On a Change of View

We’ve arrived in Prague after several months in London, stayed a couple of nights in the flat and are now driving west along Radlicka to the cottage.

This road is ugly. It’s too wide to cross safely, pedestrians use the infrequent traffic lights; a quick check is essential before braving the tram tracks, trams hold no mercy; cars speed towards the tunnel under Strahov.

Behind us are family and London, ahead is the Bohemian countryside. The present is this wide road with its hotels, no trees, a bus station, train tracks and sun beating down on the emptiness. It would be a good road for tanks.

We’ve just left the flat in Ostrovskeho. This is where Ales’ grandparents lived before the Bolshevics took over in 1948 and the State claimed the building with its cinema downstairs. We are surrounded by demolition squads and an ever-expanding construction site.

We first came to the flat twenty three years ago and the view from the windows hasn’t changed. Until now. Workmen, diggers, cranes, hover over the land behind the bus station, constructing a vast development Smichov City.

They are building on the land where soldiers, the Vlasovci, camped in 1945. The men were recovering after helping the Czech Resistance fight the Germans.

The view from this flat at that time was fixed in a watercolour by Ales’ mother, Marta. We’ve hung it beside the sitting room windows but I took it down to check what if anything of the view was left. Her watercolour has only buildings.
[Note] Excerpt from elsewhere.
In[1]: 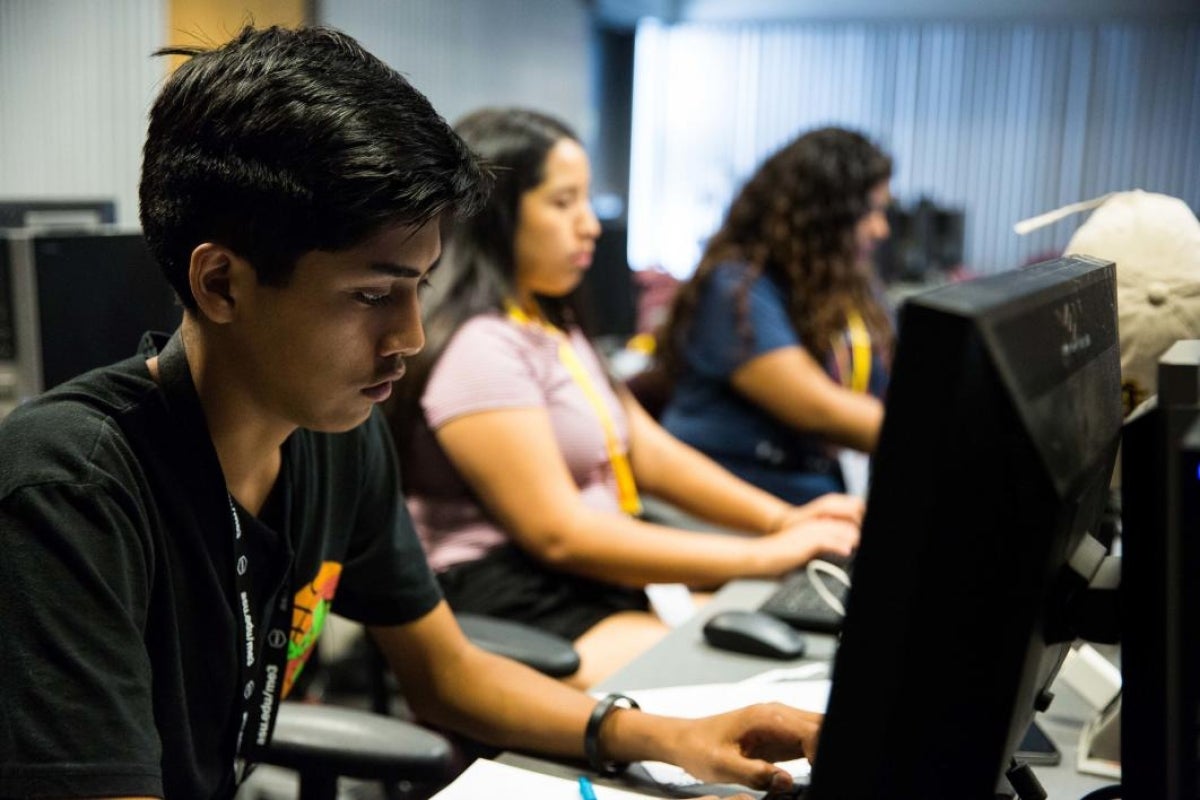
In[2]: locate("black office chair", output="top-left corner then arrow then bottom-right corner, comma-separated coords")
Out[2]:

The houses she painted along Nadrazni on the other side from the bus station, parallel to Radlicka, still look the same.

The soldiers followed General Vlasov and seem more real now that the news is full of war; Russian troops trying to eliminate someone else’s country and refugees trying to find safety. There is nothing in her picture of the exhausted soldiers. Vlasov sounds rather like Prigozhin. He had an eventful war, changed sides, was with the Germans and then swapped, setting up the Russian Liberation Army. Many of his soldiers were Soviet prisoners who faced the sadism of the Nazis. His Vlasovci ended up in Prague to fight with the Czech Uprising. He and his men wanted to escape to the West but most of those who did reach the Americans were handed back and ended up being executed by the Soviets.
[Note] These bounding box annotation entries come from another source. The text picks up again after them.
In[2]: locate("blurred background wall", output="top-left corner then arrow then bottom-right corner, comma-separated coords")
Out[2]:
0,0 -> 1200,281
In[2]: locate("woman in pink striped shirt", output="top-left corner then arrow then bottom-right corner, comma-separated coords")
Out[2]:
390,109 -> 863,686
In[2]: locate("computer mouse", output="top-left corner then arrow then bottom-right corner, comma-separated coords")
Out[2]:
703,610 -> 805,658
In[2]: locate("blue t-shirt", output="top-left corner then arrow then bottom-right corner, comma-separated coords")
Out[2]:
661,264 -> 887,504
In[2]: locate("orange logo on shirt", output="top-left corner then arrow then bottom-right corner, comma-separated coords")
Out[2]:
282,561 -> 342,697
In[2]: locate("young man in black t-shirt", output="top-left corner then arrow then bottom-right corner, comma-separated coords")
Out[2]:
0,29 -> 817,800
Ales’ mother said she would stand at the window and watch. She was about to be pregnant with Ales, or was already. She conceived him that May as she saw the arrival of those men who had saved Prague, saw them camped opposite on the waste ground, waiting.
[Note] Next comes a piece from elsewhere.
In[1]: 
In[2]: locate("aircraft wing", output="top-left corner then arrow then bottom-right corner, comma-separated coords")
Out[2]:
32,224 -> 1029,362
They lived – Vladimir, Marta, their two small daughters – on the fifth floor. Marta worked in the cinema, in the box office and she painted the posters.

The view from the flat has been the same since I first witnessed it. Except the drunks – the men hauling scrap, stripping copper, sharing beer, arguing – now prop their amputations, bandaged limbs, against a bench opposite Sushi Central, near El Mundo.

The government prescribes austerity. Pensions are frozen. Was she painting that view in May? Did she look out at the exhausted soldiers while you settled in her womb, got a grip, took a tight hold? Did she decide then that if you were a boy they’d name you after her brother? Hadn’t she just heard that he’d died in Ravensbruck?

Those soldiers were mainly Ukrainians. Prague is now full of Ukranians and not just the war-wounded, apparently they are one in seven of the population. There are complaints from the locals about poverty and the price of bread and cost of health care, refugees getting privileged treatment. But to complain or be ambivalent might be risky. It is a criminal offence to be sympathetic, let alone pro-Putin.

We are driving along Radlicka and will turn towards the motorway. Was this the same road the soldiers took to reclaim Prague? The construction site is demolishing the train station, the bus station, all evidence of those soldiers. War brings change and destruction and it has to be covered up. The name of this road resembles the Czech word radlice whichrefers to the part of a plough that digs down and rotates the earth.

We are driving to the cottage and will listen to the radio and Ales will shell walnuts from last Autumn. And the news will be of tragedy. This time we’re with the Germans and are helping the Ukrainians. The Russians are the enemy. Roads in Prague have been renamed, statues of Russian generals removed.

In 1945 Russia claimed they had conquered Prague, but the first troops to join the Czech resistance and succeed in getting rid of the Germans were the men Marta watched from her window.

The new President, Pavel, likes NATO, the present head of NATO has just warned the Russians that they can’t win a nuclear war. That’s good.

The government has announced tax rises and is sending tanks to Zelensky. The people don’t seem convinced; many of the refugees have serious needs, some have TB. Many are homeless, their children need schools. They need help. But how long for?

When we return we’ll put Marta’s watercolour back on the wall. Do not go carelessly, they say. Keep it simple, remember who is the enemy. One view is going, others have almost gone.